Note that this blog post extends the official Harbor’s docs pages: “backup-restore” and “upgrade-and-migrate” with up-to-date commands, explanations, and detailed descriptions of prerequisites needed for these maintenance tasks.

Plan

Initially, the SCS Harbor container registry instance (https://registry.scs.community/) was running on the SCS infrastructure in the Kubernetes v1.18.20 cluster. This Harbor instance with version 2.2.4 was deployed by harbor-helm chart v1.6.0. This version of harbor-helm chart is affected by security issue with high severity. It is possible for anyone to forge a JWT token and push/pull images to/from Harbor private registries without any authentication. Besides the outdated registry version and the outdated version of the underlying Kubernetes cluster, this was another good motivation for the migration and upgrade of the SCS Harbor container registry instance. In addition, the Harbor deployment didn’t use the ability of Harbor to operate in the high availability mode, which might be beneficial for many reasons.

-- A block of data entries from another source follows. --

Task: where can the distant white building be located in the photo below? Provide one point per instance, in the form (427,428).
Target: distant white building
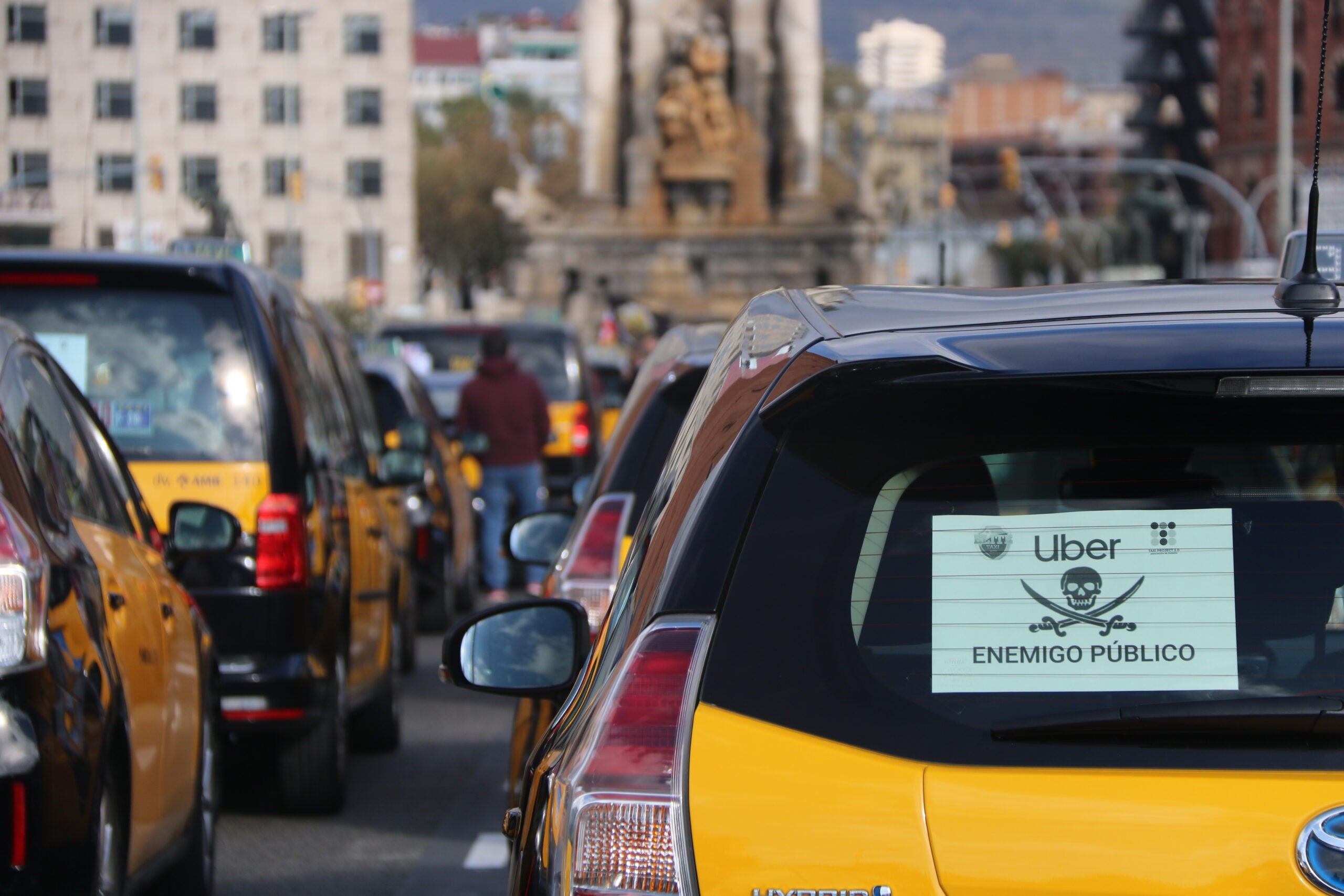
(448,66)
(901,56)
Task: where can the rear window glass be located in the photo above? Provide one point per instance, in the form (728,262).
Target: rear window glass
(1042,550)
(169,374)
(542,355)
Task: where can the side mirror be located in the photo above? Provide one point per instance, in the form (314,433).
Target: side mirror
(522,649)
(538,537)
(202,529)
(581,487)
(402,468)
(475,444)
(414,434)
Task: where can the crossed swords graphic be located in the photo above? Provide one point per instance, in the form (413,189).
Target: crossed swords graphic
(1073,617)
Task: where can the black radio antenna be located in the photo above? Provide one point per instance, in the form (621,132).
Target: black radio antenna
(1307,289)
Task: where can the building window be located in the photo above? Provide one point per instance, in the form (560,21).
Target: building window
(116,174)
(366,254)
(281,105)
(363,35)
(29,97)
(112,26)
(365,178)
(198,30)
(363,107)
(279,174)
(286,253)
(280,33)
(114,100)
(30,170)
(200,175)
(27,22)
(198,102)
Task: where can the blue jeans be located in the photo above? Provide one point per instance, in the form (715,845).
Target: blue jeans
(499,484)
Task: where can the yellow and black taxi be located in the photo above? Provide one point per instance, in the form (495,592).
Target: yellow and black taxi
(968,593)
(441,518)
(600,534)
(549,352)
(108,691)
(218,386)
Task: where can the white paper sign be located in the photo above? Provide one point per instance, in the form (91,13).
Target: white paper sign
(71,352)
(1086,601)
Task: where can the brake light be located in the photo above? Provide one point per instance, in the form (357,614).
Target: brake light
(581,437)
(625,786)
(281,543)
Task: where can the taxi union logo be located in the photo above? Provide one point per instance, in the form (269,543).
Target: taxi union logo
(1081,589)
(994,542)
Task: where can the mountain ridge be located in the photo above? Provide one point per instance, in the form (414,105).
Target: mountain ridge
(1083,38)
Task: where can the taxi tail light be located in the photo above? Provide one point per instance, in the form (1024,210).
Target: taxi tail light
(624,793)
(591,574)
(23,577)
(281,543)
(581,437)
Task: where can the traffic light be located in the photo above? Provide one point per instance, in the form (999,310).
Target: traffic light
(1010,170)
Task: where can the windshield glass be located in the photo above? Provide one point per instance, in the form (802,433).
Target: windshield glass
(539,354)
(169,374)
(1046,550)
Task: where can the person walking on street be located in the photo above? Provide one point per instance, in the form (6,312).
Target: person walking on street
(507,405)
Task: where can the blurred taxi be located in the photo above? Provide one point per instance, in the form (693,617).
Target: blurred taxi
(549,352)
(218,386)
(959,592)
(443,522)
(600,532)
(108,688)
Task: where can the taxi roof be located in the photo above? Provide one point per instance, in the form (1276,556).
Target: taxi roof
(851,311)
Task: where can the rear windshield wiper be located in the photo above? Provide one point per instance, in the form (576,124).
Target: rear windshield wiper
(1242,715)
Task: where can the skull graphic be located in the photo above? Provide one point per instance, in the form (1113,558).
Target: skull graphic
(1083,587)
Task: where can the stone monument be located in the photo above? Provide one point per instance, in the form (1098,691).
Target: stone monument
(701,162)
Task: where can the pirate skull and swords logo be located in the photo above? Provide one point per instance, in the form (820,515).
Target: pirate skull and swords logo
(1081,589)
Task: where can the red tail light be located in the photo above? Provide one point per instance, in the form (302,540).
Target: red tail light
(591,574)
(625,815)
(281,543)
(581,437)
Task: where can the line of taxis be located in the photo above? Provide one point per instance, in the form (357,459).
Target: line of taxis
(205,537)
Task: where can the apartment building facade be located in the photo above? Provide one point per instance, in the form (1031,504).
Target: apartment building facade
(296,117)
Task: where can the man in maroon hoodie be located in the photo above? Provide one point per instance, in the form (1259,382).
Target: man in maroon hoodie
(510,407)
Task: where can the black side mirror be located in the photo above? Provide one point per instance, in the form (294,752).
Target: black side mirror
(522,649)
(475,444)
(202,529)
(402,467)
(414,434)
(538,537)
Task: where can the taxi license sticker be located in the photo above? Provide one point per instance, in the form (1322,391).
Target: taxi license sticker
(1085,601)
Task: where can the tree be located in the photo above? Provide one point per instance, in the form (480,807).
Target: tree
(461,230)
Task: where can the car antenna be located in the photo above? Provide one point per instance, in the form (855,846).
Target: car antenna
(1307,291)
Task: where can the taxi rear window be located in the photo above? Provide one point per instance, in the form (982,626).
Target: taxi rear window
(169,374)
(932,565)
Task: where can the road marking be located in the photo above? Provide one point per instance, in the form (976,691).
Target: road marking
(488,851)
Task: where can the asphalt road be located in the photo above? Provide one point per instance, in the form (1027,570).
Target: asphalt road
(424,820)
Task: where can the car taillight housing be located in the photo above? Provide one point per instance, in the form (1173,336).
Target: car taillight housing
(281,543)
(581,437)
(622,794)
(591,573)
(23,599)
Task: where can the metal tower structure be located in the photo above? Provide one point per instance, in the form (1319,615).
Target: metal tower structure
(1171,71)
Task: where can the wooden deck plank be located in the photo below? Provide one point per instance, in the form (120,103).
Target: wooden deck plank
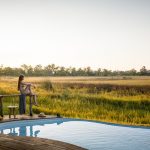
(32,143)
(8,142)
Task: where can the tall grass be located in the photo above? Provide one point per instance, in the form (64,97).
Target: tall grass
(117,103)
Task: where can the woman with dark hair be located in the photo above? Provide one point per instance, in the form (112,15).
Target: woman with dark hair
(25,88)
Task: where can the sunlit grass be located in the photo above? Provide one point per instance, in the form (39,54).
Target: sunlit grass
(121,101)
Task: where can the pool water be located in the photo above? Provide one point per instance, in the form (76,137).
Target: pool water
(88,134)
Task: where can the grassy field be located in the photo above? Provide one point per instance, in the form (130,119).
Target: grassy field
(124,100)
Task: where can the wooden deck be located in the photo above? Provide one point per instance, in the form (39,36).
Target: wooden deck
(8,142)
(30,143)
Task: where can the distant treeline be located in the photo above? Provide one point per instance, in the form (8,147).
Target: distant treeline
(53,70)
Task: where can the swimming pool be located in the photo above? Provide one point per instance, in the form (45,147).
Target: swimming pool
(88,134)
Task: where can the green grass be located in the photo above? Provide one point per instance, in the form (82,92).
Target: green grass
(103,99)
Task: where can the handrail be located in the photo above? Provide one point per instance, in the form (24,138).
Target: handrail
(14,95)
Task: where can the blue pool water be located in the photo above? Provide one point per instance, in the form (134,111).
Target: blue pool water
(88,134)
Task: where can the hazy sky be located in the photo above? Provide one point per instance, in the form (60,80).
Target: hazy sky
(112,34)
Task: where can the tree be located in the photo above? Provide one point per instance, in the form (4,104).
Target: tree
(143,71)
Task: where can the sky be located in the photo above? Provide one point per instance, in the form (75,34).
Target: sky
(112,34)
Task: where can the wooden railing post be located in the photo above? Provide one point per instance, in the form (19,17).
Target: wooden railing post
(30,106)
(1,106)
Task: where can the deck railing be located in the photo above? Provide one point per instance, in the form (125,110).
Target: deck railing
(2,98)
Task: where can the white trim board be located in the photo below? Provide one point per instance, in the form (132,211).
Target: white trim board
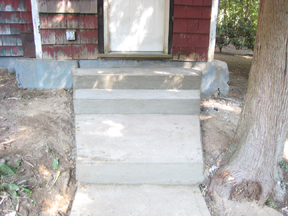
(213,26)
(107,40)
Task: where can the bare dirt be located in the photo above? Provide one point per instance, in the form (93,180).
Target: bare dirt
(219,118)
(36,127)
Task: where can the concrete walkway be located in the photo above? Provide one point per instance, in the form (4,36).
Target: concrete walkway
(138,141)
(138,200)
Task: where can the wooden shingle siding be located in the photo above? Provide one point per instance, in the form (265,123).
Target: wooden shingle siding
(15,17)
(56,16)
(191,29)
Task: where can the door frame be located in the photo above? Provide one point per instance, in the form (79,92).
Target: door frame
(103,27)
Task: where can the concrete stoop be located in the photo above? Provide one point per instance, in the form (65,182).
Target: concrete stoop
(138,141)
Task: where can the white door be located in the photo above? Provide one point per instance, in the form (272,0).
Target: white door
(137,25)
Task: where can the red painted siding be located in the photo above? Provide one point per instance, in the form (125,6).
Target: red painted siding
(15,17)
(191,30)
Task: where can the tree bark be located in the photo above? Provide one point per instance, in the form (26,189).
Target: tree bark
(263,126)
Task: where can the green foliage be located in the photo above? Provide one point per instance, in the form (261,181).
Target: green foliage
(10,186)
(237,23)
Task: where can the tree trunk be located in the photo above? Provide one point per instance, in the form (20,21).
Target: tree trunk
(263,126)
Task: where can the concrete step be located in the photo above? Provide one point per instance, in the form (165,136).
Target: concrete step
(98,101)
(138,200)
(136,78)
(138,149)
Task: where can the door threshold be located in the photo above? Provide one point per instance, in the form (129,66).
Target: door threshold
(133,55)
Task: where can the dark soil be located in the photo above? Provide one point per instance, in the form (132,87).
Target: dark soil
(219,118)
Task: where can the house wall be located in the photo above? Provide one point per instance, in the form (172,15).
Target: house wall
(56,17)
(15,17)
(191,30)
(190,41)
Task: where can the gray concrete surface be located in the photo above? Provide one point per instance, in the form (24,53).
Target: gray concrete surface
(98,101)
(9,63)
(44,74)
(136,78)
(139,149)
(215,75)
(138,200)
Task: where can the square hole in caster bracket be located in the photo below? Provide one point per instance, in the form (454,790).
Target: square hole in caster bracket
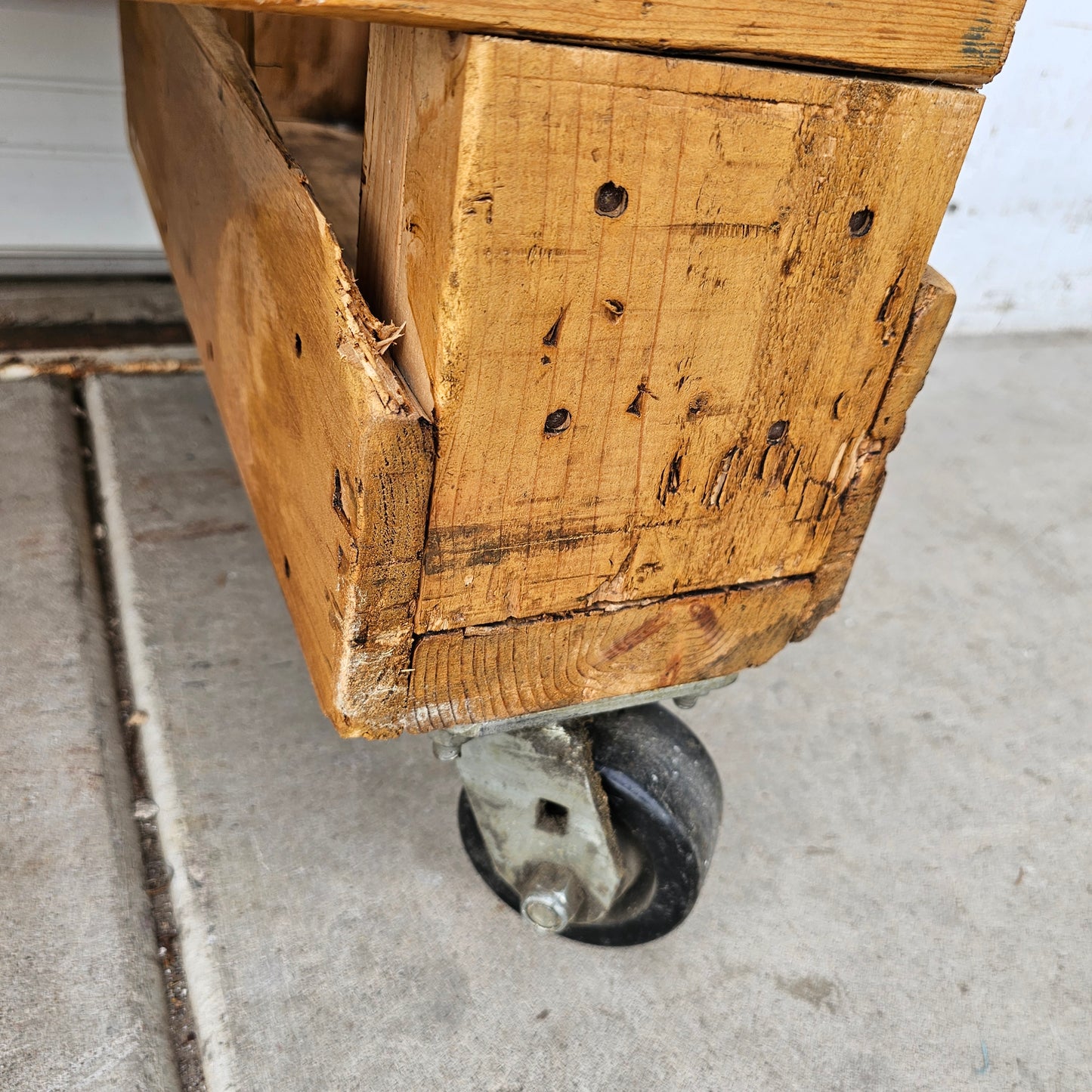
(551,817)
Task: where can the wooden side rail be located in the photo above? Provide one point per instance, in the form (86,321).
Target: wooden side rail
(952,41)
(709,267)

Our plan was to migrate this Harbor instance to the up-to-date SCS Kubernetes cluster with version 1.25.6 which was spawned on SCS-compatible infrastructure, but operated by a different cloud service provider. After the migration process, the upgrade to the latest stable version of the Harbor container registry v2.7.1 using the latest stable version of the harbor-helm chart v1.11.1 (that is not affected by mentioned security issue) was planned. The upgrade procedure also included increasing the number of replicas for Harbor fundamental services to >=2 to achieve the HA of Harbor components. The HA mode for the Harbor database (Postgres) and Harbor key-value database (Redis) was not planned this at time. Most of Harbor’s components are stateless, hence you can simply increase the number of replicas to ensure that components are distributed across multiple worker nodes and are HA. In addition to the Harbor database and the k-v store, there are two Harbor components that are stateful and their state needs to be shared across their replicas: the job service and the registry. Harbor offers two ways to achieve the HA of these components. In the case of the job service, the administrator can configure shared persistent volumes for all pods (this requires persistent volume RWX support), or alternatively, the administrator can configure the Harbor database as a storage backend for job service instead of PVs. As the RWX access mode for PVs is not currently supported, the second option was planned. In the case of the registry service, the administrator can again configure shared PVs for all pods, or alternatively, an external object storage could be used as a the registry storage backend. Our first choice was to use object storage as a backend for image blobs as the amount of data here is expected to be large and the object storage drive is a good option if you want to store this type of unstructured data at scale. See the original and planned high-level architecture diagram below:

Migration & Upgrade

This SCS Harbor container registry migration scenario uses the Velero tool that allows you to move the Harbor instance as-is from one Kubernetes environment to another environment using the backup and restore procedures. Our clusters live in different SCS cloud service providers and for simplifying further references to them, let’s call them Cluster_A and Cluster_B. Cluster_A represents the outdated Kubernetes cluster and Cluster_B represents the target Kubernetes cluster to which we wanted to migrate our Harbor. See the migration high-level diagram below:

Before we start

Kubernetes version

As Cluster_A and Cluster_B do not share the same infrastructure it is convenient to use a full Harbor data backup (not a snapshot) using Restic integration in Velero. Velero with Restic requires Kubernetes version 1.16 or higher in both clusters, which we met.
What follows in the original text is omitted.